If you're dealing with batch, you have to get out of the mindset which VBA puts you in.

Try the following line AFTER the copy command 

if errorlevel 1 echo Something didn't work there. Please check that you have access to the file and it is not in use.


----------



## danniy (Oct 26, 2007)

tried that. window closes immediately. cannot see the message.
can i get a textbox or something?


----------



## Ent (Apr 11, 2009)

There are, to the best of my knowledge, no text boxes in batch. If you place the command "pause" at the end of your script it should give you time to see the message.


----------



## danniy (Oct 26, 2007)

ok, did it. thank you so much for your help, and time.

Danniy


----------



## Ent (Apr 11, 2009)

You're welcome. I remember trying batch for the first time after using the Basic family. I still call it a duct tape & chewing gum language; effective and invaluable for what it is but incredibly annoying when you want a bit more discipline in a language. Good luck.

Ent


----------



## danniy (Oct 26, 2007)

well, i approve but im just using it to copy a file from a sharepoint. so no big deal here


----------



## Squashman (Apr 4, 2003)

Ent said:


> You're welcome. I remember trying batch for the first time after using the Basic family. I still call it a duct tape & chewing gum language; effective and invaluable for what it is but incredibly annoying when you want a bit more discipline in a language.
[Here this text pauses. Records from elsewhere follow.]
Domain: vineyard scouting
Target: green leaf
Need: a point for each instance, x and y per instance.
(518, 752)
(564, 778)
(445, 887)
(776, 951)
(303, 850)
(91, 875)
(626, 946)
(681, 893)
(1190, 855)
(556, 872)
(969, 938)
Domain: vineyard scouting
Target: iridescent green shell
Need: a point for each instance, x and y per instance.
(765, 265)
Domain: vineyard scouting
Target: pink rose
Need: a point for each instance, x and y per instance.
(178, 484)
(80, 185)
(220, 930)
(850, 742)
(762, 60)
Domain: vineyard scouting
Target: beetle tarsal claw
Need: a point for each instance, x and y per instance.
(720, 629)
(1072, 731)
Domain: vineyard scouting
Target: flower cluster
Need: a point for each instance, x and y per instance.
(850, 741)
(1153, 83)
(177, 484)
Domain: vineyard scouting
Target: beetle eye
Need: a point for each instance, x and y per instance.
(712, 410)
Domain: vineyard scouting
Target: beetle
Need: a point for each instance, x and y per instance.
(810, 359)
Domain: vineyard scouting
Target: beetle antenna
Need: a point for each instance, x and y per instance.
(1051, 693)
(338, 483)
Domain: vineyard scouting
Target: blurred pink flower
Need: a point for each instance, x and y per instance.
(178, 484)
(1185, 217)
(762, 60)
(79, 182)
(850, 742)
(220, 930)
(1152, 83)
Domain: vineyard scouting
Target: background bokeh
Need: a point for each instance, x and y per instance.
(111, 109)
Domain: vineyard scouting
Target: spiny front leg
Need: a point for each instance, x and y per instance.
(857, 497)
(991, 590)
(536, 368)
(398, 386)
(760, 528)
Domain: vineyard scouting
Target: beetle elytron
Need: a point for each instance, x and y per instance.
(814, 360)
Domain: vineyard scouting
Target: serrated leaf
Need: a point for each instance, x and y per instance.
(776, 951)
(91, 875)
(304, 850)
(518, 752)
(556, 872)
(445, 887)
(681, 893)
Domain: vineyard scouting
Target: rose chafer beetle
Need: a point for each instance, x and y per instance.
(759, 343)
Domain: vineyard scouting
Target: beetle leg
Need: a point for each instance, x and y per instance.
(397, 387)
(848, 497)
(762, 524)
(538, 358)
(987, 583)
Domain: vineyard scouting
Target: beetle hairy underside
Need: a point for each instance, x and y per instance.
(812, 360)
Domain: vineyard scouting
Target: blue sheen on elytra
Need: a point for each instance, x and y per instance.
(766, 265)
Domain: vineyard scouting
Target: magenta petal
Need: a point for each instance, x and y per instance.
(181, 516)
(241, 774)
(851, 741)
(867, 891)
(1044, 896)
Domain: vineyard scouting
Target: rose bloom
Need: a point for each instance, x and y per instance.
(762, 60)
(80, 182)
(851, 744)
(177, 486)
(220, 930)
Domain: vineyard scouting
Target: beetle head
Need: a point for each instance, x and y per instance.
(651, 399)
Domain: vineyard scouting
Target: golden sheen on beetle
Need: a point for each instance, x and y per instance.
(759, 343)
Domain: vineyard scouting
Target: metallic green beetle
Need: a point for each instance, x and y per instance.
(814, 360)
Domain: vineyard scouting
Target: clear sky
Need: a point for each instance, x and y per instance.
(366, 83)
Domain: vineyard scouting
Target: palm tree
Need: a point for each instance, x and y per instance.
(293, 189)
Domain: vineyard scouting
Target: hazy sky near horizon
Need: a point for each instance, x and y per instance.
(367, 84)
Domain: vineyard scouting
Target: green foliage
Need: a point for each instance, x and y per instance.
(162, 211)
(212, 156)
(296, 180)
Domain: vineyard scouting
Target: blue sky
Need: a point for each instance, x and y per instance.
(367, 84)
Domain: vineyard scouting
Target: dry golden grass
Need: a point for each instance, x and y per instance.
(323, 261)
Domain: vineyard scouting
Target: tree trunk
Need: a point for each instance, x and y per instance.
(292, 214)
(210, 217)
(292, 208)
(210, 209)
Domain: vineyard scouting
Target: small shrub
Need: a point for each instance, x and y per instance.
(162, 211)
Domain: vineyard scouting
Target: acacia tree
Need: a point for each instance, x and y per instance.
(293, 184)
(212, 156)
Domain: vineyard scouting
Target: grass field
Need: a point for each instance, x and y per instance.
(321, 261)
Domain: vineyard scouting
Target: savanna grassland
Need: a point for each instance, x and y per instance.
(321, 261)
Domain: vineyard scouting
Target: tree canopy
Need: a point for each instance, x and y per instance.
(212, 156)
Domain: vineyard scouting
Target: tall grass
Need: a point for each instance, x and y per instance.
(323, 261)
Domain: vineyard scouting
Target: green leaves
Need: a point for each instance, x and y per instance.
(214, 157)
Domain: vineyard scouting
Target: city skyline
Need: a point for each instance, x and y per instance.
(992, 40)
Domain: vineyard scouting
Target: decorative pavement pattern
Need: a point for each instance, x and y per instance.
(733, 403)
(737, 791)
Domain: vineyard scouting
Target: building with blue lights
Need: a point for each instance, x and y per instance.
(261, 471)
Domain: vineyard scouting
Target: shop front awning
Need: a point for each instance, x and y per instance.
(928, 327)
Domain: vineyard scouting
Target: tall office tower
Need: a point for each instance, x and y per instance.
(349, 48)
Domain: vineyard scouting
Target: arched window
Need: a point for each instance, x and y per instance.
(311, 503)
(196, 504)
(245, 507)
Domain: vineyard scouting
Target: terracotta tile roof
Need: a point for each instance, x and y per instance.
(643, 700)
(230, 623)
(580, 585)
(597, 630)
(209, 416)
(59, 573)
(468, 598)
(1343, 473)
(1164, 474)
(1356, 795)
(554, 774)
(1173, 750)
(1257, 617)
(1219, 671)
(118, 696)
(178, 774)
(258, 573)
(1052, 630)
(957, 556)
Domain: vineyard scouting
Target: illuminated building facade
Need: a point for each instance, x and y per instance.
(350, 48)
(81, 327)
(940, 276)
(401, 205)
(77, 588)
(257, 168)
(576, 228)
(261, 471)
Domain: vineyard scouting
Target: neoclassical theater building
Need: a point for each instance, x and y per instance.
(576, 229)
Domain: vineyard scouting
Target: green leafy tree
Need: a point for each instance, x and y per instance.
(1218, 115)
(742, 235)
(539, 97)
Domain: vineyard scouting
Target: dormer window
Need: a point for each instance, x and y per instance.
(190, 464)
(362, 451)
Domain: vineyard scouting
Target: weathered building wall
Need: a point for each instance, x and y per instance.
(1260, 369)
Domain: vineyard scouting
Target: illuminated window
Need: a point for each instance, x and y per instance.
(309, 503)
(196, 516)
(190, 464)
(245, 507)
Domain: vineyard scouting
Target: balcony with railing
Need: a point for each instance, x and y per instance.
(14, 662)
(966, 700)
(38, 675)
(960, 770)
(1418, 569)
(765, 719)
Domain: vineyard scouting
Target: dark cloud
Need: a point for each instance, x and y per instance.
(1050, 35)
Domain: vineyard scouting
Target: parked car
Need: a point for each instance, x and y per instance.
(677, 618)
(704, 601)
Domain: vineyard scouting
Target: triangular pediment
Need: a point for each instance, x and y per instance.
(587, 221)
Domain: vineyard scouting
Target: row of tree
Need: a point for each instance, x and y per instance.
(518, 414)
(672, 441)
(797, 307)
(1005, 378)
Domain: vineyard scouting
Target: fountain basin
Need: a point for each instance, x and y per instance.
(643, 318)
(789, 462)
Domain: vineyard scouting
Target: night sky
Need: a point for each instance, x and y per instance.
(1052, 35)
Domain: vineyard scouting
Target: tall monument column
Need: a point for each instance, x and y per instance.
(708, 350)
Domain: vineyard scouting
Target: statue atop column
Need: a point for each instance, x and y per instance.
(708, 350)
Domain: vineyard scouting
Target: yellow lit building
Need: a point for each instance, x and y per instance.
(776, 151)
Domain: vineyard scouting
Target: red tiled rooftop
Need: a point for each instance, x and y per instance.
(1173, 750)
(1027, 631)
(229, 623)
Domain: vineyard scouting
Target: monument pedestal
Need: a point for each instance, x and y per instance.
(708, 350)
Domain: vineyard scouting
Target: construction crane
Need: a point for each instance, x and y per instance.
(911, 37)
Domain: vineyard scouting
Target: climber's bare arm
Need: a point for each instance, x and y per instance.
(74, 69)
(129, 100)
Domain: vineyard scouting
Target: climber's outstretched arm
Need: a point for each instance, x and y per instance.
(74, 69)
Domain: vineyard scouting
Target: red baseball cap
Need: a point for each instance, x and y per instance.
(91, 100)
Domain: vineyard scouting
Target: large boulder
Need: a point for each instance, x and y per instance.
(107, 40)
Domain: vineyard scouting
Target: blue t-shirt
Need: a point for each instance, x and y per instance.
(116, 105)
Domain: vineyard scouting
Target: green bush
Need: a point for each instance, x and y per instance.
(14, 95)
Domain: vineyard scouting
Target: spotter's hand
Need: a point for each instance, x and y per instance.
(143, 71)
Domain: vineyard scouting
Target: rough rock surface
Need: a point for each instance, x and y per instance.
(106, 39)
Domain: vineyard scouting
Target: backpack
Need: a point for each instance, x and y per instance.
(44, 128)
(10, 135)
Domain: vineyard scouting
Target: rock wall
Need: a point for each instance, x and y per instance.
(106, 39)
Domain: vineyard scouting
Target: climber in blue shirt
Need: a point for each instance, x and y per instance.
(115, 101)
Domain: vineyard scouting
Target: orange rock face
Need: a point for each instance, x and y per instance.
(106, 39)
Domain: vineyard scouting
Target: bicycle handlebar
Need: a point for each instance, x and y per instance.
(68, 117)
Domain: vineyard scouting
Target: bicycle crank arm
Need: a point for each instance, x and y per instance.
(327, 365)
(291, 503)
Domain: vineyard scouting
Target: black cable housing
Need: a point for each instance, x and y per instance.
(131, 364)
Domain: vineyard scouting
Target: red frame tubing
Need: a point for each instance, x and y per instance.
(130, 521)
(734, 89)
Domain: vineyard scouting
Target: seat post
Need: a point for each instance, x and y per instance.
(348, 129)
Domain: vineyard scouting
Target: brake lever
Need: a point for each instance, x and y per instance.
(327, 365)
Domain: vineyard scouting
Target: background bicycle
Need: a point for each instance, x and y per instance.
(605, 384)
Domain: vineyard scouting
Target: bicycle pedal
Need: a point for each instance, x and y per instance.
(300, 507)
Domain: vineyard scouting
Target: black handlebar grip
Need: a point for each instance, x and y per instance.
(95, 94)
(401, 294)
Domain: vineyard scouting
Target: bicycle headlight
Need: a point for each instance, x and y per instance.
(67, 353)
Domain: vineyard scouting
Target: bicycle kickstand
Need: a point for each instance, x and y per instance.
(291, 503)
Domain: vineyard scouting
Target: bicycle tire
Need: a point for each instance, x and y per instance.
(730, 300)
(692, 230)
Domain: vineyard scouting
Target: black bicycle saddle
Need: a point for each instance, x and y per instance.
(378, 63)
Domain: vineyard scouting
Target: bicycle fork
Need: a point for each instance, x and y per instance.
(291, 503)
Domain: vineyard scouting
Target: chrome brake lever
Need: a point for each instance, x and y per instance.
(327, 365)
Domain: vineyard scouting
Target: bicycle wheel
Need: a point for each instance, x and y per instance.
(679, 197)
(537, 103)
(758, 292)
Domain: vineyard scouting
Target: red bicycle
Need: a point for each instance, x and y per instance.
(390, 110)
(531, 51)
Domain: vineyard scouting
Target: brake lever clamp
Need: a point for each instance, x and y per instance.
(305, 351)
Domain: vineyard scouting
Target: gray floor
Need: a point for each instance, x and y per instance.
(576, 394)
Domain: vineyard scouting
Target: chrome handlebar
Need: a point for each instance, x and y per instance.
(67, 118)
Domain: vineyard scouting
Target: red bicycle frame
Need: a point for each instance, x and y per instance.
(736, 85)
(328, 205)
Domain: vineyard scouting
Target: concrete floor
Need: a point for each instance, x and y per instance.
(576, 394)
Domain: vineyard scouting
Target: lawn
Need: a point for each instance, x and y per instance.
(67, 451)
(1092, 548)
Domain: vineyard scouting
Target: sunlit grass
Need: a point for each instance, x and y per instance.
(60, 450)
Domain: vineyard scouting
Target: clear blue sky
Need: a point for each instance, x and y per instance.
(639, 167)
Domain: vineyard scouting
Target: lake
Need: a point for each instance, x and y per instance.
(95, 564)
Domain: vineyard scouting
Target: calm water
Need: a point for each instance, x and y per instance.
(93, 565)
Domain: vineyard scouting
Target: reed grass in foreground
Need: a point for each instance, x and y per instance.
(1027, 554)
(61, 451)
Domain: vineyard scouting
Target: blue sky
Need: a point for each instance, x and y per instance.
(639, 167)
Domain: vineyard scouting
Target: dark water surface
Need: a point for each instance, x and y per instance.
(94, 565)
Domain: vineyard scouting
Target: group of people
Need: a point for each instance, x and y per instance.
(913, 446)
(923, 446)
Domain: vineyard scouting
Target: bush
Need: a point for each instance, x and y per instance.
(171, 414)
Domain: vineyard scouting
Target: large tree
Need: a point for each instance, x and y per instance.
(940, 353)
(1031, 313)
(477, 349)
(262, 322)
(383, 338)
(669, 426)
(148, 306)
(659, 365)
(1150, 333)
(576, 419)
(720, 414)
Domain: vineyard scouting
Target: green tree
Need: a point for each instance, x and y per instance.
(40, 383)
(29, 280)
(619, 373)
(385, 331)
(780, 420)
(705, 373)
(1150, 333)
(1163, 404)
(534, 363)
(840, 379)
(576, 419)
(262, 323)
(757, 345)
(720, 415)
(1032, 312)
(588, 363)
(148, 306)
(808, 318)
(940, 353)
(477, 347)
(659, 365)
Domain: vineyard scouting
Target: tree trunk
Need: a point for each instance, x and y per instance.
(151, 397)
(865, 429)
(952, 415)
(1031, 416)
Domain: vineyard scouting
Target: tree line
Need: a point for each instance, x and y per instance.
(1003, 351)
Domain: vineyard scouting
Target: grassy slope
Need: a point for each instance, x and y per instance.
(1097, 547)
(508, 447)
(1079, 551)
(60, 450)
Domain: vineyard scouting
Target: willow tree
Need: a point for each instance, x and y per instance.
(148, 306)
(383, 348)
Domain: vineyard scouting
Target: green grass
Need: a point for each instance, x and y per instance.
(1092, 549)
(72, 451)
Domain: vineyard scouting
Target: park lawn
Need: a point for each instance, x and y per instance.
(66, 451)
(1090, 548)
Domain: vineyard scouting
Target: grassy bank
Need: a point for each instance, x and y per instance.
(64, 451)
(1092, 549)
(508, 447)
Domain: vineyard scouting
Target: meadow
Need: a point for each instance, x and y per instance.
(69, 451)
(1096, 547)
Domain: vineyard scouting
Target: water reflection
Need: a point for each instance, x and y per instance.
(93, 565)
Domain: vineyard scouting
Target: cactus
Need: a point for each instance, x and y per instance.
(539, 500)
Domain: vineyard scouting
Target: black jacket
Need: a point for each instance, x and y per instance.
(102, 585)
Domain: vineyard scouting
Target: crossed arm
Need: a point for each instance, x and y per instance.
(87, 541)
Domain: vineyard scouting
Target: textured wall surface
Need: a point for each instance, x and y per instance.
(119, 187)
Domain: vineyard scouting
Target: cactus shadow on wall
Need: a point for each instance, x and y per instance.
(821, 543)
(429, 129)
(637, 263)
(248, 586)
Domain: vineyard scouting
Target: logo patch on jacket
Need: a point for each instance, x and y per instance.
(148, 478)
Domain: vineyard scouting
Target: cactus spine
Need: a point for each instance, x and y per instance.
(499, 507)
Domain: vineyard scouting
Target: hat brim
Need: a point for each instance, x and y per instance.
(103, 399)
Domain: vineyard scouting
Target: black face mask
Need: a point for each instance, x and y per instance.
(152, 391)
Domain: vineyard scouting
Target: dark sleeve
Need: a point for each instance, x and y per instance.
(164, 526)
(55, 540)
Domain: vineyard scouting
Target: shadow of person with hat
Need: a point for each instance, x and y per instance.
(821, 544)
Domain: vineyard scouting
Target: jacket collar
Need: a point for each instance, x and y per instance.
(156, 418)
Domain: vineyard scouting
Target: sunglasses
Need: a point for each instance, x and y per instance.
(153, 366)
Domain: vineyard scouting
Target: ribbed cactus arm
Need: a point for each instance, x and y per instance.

Good luck.
> 
> Ent


Then you should try PowerShell!


----------



## Squashman (Apr 4, 2003)

danniy said:


> i tried but i got lost in all the numbers. lots of error levels


If you would have Google searched for "batch errorlevel" the first link Google would have found was this.
http://www.robvanderwoude.com/errorlevel.php

And you would have read this in the 2nd paragraph


> Most programmers agree that an errorlevel 0 means the command executed successfully, and an errorlevel 1 or higher usually spells trouble.


In my experience with batch, in your example you should really check to see if the errorlevel is NOT zero.

The link also provides plenty of examples of IF statements.


----------



## danniy (Oct 26, 2007)

thank you very much.


----------